I visited 3 grocery stores over the weekend, in addition to the local Farmer's Market, and only one store carried rhubarb. I was overjoyed when I saw it sitting there on the shelf, and every time I'm reminded of the first time I saw rhubarb: working as a cashier at a market along the Yampa River, wondering why the celery was so large and so red. I saw many interesting items of produce that summer: purple bell peppers, untrimmed brussels sprouts, stripped and lopsided heirloom tomatoes... they were all lovely, but I took a strange liking to the purple peppers and, of course, to the rhubarb. The market also sold a strawberry rhubarb pie -- which was my first experience of the dynamic duo -- and it's been love ever since.
But we're not talking about strawberry rhubarb pie (although I'm sure one day soon we will be). We're talking about homemade rhubarb jam, which has been taking up fridge space for the past 5 days, and which is truly one of the most charming processes I've experienced. Mainly because I feel like an old lady clad in overalls hunched over an old stove in an old country cabin (which sounds heavenly) because.... jam, but also because I'd never seen or heard of sterilizing jars before canning the jam. This was truly the most charming part of it, because there's just something about plopping a family of Mason jars into a giant cast-iron pot on a warm spring day.
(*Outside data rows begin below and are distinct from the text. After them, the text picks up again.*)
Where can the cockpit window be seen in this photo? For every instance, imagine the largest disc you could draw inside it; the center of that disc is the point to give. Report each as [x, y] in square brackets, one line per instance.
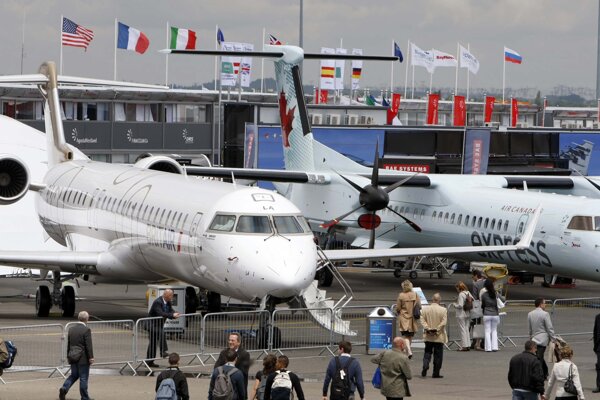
[581, 223]
[253, 224]
[223, 223]
[287, 224]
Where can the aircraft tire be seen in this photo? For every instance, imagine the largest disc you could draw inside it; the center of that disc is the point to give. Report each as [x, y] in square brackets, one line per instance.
[67, 297]
[43, 301]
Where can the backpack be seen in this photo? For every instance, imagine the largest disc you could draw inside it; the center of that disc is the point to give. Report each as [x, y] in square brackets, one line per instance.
[9, 355]
[223, 389]
[340, 383]
[281, 389]
[468, 305]
[166, 390]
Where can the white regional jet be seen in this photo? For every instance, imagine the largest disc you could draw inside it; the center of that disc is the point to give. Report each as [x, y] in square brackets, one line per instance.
[335, 192]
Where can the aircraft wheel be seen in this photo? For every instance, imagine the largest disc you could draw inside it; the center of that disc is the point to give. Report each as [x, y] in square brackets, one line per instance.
[43, 301]
[191, 300]
[67, 297]
[214, 302]
[324, 277]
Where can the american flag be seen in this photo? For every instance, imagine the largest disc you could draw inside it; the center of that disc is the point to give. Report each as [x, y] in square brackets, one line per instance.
[75, 35]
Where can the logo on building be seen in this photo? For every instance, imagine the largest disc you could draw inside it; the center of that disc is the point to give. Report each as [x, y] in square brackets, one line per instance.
[132, 139]
[187, 139]
[78, 140]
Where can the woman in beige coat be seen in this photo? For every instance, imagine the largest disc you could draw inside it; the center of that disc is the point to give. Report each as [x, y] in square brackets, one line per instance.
[407, 323]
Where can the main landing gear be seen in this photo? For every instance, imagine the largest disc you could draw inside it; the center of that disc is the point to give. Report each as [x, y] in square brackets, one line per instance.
[62, 296]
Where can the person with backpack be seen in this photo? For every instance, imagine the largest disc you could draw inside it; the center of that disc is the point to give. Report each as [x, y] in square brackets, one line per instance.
[395, 371]
[226, 381]
[269, 366]
[345, 375]
[80, 354]
[463, 305]
[280, 383]
[171, 384]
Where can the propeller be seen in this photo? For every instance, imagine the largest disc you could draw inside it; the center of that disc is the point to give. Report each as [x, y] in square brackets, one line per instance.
[372, 198]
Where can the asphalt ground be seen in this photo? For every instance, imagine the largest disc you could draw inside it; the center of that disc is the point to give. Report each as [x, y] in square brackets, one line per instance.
[467, 375]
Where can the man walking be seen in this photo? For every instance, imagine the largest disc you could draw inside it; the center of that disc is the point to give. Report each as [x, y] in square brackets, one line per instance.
[242, 361]
[434, 319]
[525, 375]
[395, 370]
[161, 307]
[344, 367]
[80, 353]
[541, 330]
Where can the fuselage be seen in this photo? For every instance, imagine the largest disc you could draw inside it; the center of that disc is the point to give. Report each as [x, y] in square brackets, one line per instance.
[151, 225]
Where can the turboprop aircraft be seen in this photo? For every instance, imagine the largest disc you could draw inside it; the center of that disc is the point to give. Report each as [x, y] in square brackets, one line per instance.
[149, 222]
[410, 210]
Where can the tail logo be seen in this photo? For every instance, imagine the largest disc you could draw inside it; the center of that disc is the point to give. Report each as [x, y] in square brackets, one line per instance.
[287, 117]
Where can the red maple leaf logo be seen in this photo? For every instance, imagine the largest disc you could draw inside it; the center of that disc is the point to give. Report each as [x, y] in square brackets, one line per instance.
[287, 117]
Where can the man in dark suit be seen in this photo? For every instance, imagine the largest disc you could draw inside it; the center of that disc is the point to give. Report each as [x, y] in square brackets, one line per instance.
[79, 336]
[242, 361]
[161, 307]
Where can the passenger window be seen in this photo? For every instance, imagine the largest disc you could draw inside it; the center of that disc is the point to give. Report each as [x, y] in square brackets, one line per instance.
[223, 223]
[253, 224]
[287, 224]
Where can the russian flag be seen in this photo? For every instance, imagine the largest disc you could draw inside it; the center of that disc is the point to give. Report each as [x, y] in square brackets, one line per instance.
[512, 56]
[132, 39]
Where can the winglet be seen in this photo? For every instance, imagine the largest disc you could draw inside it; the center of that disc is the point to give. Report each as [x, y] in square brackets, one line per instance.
[530, 229]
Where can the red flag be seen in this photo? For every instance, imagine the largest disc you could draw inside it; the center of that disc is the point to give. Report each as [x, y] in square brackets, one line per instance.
[432, 108]
[394, 107]
[514, 115]
[460, 111]
[488, 109]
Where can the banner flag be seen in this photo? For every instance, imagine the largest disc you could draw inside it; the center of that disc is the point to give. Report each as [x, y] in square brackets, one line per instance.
[488, 109]
[477, 151]
[356, 70]
[327, 70]
[432, 108]
[460, 111]
[468, 60]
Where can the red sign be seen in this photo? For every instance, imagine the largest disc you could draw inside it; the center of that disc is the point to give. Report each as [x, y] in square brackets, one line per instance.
[407, 167]
[489, 108]
[432, 108]
[514, 112]
[394, 107]
[460, 111]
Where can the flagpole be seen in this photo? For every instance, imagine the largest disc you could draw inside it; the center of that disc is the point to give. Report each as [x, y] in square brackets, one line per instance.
[167, 59]
[61, 19]
[262, 66]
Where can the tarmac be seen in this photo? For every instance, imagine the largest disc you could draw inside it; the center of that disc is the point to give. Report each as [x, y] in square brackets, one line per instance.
[467, 375]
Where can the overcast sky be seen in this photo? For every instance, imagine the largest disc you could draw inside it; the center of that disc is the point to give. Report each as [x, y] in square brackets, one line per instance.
[556, 38]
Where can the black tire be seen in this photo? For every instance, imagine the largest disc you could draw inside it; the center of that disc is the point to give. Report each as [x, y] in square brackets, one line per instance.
[67, 297]
[214, 302]
[324, 277]
[43, 301]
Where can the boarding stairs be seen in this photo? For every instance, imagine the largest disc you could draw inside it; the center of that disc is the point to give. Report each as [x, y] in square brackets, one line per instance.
[315, 300]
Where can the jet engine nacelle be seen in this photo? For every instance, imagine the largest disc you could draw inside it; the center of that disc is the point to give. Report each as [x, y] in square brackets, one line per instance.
[160, 163]
[14, 179]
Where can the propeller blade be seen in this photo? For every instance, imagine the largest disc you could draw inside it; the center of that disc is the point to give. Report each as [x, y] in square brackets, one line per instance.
[372, 238]
[335, 221]
[397, 184]
[354, 185]
[408, 221]
[375, 173]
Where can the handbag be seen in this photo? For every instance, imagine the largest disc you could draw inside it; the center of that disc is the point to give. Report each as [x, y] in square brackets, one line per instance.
[74, 355]
[376, 380]
[569, 384]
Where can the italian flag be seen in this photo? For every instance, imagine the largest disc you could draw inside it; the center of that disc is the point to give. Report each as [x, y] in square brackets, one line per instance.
[182, 39]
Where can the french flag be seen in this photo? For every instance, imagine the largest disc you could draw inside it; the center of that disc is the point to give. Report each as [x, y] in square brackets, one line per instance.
[512, 56]
[132, 39]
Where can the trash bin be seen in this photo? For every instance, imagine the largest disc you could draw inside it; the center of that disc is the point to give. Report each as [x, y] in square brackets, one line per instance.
[381, 329]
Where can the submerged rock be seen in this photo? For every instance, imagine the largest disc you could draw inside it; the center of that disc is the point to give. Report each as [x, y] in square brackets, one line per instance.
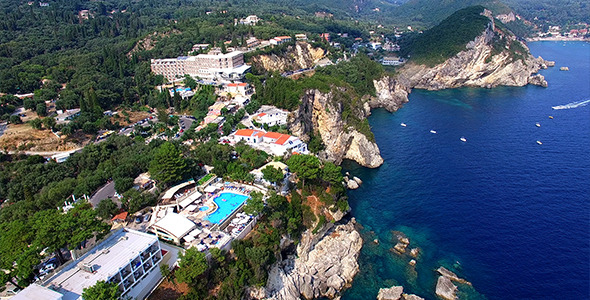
[392, 293]
[396, 293]
[445, 288]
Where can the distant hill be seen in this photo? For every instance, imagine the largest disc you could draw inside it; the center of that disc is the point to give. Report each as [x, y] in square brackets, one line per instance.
[447, 38]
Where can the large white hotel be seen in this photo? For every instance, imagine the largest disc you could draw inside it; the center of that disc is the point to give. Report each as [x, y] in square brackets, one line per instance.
[128, 258]
[212, 66]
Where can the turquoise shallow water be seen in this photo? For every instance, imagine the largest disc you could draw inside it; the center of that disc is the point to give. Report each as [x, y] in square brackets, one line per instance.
[507, 214]
[226, 203]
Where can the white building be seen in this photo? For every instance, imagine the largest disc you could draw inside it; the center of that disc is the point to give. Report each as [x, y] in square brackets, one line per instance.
[279, 40]
[271, 142]
[129, 258]
[214, 66]
[271, 116]
[250, 20]
[64, 117]
[275, 164]
[173, 227]
[392, 61]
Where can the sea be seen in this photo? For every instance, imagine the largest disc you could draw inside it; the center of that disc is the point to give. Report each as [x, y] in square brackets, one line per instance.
[502, 211]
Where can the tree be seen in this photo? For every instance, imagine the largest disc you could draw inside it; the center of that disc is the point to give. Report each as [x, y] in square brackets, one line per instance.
[41, 109]
[101, 291]
[192, 265]
[106, 209]
[272, 174]
[305, 166]
[49, 122]
[254, 204]
[36, 123]
[332, 173]
[167, 166]
[15, 119]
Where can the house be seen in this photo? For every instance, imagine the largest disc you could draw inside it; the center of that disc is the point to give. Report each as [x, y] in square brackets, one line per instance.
[392, 61]
[279, 40]
[252, 42]
[301, 37]
[271, 116]
[64, 117]
[271, 142]
[275, 164]
[127, 257]
[173, 227]
[242, 88]
[250, 20]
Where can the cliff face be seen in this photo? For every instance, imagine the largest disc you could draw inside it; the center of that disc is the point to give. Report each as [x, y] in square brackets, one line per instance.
[326, 263]
[321, 113]
[481, 64]
[300, 56]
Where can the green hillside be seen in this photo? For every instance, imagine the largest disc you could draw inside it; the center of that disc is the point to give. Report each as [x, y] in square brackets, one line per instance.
[448, 38]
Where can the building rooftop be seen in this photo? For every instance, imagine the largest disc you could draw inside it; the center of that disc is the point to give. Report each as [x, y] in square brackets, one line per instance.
[175, 224]
[35, 292]
[106, 258]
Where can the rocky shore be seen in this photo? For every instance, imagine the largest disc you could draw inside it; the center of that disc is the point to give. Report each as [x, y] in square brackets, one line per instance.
[325, 264]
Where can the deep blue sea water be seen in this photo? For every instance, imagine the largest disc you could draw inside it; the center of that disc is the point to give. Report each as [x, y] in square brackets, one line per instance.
[507, 214]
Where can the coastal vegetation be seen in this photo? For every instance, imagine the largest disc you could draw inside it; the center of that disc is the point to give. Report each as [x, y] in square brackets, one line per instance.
[448, 38]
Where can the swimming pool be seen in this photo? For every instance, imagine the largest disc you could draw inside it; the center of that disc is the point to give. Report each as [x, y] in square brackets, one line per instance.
[226, 204]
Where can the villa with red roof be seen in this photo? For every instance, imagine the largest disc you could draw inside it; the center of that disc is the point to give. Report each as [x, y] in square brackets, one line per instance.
[271, 142]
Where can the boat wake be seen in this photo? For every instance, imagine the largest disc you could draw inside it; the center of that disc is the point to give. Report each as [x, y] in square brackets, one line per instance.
[573, 105]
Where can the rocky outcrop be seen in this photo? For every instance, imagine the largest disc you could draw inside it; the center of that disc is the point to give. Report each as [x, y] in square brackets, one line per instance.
[325, 264]
[321, 114]
[300, 56]
[396, 293]
[480, 65]
[445, 288]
Anywho, before I get carried away with old ladies in overalls in cabins and Mason jars, I promise you'll love this jam. A quick note before you begin: Don't bother peeling the rhubarb -- the fibers will gradually cook down!
2 1/2 pounds fresh unpeeled rhubarb, chopped
1 cup white sugar
1 cup brown sugar
2 teaspoons orange zest
1/3 cup orange juice
1/2 cup water
In a large saucepan, combine all ingredients and bring mixture to a boil. Let boil for one minute, then reduce heat to medium-low and keep the jam on a low simmer, stirring occasionally, for 45 - 50 minutes.
While the jam is cooking, sterilize your jars. This recipe fills about 3 16 oz mason jars. Fill a pot large enough to fit all jars inside with water. Place your jars into the pot without their lids and rings, completely covered by water, and bring the water to a boil. Let boil for 25 minutes before using tongs to remove the jars. Ladle the hot jam into the jars, filling only 3/4 of the way. By following the recipe in this order, you should finish sterilizing by the time your jam is finished; if not, be careful not to let your jars sit out for more than 30 minutes. If they do, you’ll have to sterilize again!